A while back, W. Daniel Hillis made the case that The Wire may rise to the level of – if not surpass – Tolstoy’s War & Peace. Writing for the Edge.org, Hillis went so far as to say:
As much as I liked War and Peace, I probably got more out of The Wire. And why should that be surprising? More human effort can be put into a television series than a novel and more time is spent consuming it. If both are executed to their highest standards, with equal care, skill and insight, we might well expect less from the book.
If we can mention The Wire in the same breath as Tolstoy, then why not another giant of nineteenth century literature, Charles Dickens? Yes, The Wire has been called “Dickensian” too, and this week the Hooded Utilitarian has re-imagined The Wire as a serialized Victorian novel. The premise? Imagine The Wire written in 60 installments over the course of six years, starting in 1846, by Horatio Bucklesby Ogden, a Dickens contemporary who wrote with a “nuance and attention to detail that Dickens never achieved.” Each installment ran 30 pages and sold for one shilling apiece.
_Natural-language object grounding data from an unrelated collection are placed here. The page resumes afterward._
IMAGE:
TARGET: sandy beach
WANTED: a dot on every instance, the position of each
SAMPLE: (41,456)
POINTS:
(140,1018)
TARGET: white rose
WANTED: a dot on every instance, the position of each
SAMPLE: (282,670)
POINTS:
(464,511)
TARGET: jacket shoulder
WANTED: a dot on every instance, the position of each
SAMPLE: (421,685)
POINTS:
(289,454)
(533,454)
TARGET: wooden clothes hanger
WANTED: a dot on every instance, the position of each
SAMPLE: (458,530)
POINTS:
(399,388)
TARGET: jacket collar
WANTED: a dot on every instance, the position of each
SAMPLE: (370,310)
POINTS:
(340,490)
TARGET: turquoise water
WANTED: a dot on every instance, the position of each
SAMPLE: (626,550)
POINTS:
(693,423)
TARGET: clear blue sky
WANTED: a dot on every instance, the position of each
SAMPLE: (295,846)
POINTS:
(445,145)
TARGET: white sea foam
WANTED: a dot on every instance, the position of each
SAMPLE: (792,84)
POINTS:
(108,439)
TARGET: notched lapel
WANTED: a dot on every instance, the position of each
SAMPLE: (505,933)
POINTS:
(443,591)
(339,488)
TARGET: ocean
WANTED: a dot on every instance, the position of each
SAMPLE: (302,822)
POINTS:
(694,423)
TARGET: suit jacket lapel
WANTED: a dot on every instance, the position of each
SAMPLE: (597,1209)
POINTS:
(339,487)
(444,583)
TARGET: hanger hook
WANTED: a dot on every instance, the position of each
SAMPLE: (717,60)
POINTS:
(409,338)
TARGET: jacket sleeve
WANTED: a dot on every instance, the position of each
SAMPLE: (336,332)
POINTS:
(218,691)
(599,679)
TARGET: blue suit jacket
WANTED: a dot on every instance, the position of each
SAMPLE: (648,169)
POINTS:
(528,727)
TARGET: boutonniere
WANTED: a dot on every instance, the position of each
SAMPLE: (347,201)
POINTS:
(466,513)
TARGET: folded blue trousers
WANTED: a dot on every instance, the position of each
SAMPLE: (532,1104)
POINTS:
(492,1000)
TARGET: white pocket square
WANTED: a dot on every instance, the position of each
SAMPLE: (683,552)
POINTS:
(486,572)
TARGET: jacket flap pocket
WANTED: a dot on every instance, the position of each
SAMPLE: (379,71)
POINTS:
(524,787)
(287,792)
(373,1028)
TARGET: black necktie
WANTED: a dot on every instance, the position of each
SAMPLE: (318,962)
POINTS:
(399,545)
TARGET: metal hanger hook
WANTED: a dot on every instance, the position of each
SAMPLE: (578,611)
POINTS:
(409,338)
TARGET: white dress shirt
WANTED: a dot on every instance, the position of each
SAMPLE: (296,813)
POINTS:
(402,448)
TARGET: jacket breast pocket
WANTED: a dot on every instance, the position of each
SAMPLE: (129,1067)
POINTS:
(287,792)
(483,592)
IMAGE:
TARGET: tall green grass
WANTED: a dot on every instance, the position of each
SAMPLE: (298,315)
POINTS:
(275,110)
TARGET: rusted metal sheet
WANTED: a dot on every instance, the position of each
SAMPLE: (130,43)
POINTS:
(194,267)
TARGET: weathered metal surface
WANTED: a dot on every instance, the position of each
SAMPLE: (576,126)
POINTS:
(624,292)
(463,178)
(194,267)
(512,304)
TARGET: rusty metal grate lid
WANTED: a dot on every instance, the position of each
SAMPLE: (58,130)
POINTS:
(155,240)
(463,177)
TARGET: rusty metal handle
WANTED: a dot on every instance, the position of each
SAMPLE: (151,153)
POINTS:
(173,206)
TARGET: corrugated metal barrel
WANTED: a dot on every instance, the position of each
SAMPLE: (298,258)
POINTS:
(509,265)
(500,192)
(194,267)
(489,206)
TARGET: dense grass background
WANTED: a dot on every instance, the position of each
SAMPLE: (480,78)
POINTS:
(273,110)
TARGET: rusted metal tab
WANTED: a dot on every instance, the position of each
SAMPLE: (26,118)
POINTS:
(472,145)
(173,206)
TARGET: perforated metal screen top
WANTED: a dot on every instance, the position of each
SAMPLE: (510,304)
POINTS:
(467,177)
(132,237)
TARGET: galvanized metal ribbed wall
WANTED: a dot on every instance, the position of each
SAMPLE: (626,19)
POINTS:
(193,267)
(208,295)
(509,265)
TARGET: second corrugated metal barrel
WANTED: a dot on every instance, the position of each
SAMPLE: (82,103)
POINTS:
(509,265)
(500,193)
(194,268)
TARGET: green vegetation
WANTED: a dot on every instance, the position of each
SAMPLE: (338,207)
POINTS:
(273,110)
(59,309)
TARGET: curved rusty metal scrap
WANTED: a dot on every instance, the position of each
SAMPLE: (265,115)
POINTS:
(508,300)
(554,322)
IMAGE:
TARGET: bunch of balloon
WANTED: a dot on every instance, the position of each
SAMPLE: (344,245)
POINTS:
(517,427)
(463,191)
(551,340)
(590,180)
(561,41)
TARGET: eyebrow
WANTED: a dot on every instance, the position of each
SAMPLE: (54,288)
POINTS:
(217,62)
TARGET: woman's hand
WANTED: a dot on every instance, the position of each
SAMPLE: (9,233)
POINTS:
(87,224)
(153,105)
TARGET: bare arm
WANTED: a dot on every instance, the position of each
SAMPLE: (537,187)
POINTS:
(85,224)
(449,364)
The Hooded Utilitarian hasn’t actually printed these 60 installments (because they don’t actually exist). But they have produced a few wonderful mock pages, and written a faux piece of literary criticism to accompany them. A great job by Joy Delyria and Sean Michael Robinson.
via BoingBoing
If it were to be published as a novel I’d read it. I tried watching it but I couldn’t understand half of what was being said (I don’t live in America) so I gave it up as I couldn’t follow what was happening. It seems the drug dealers had a language all of their own.
That’s why subtitles exist. My wife is British. We had to stop ten minutes into the first episode and turn them on. She loved it.
What would you do if there were a great movie in German, or French, or any other language in which you weren’t fluent?
I am Irish and a fluent Emglish speaker and found it a struggle. A Germany friend of mine (who speaks excellent English) watched it with the subtitles on. This is something I would definitely recommend. I am also delighted to see the comparisons with War & Peace, it really is a modern epic and an important piece of art. TV has truly come of age. But its no Anna Karenina!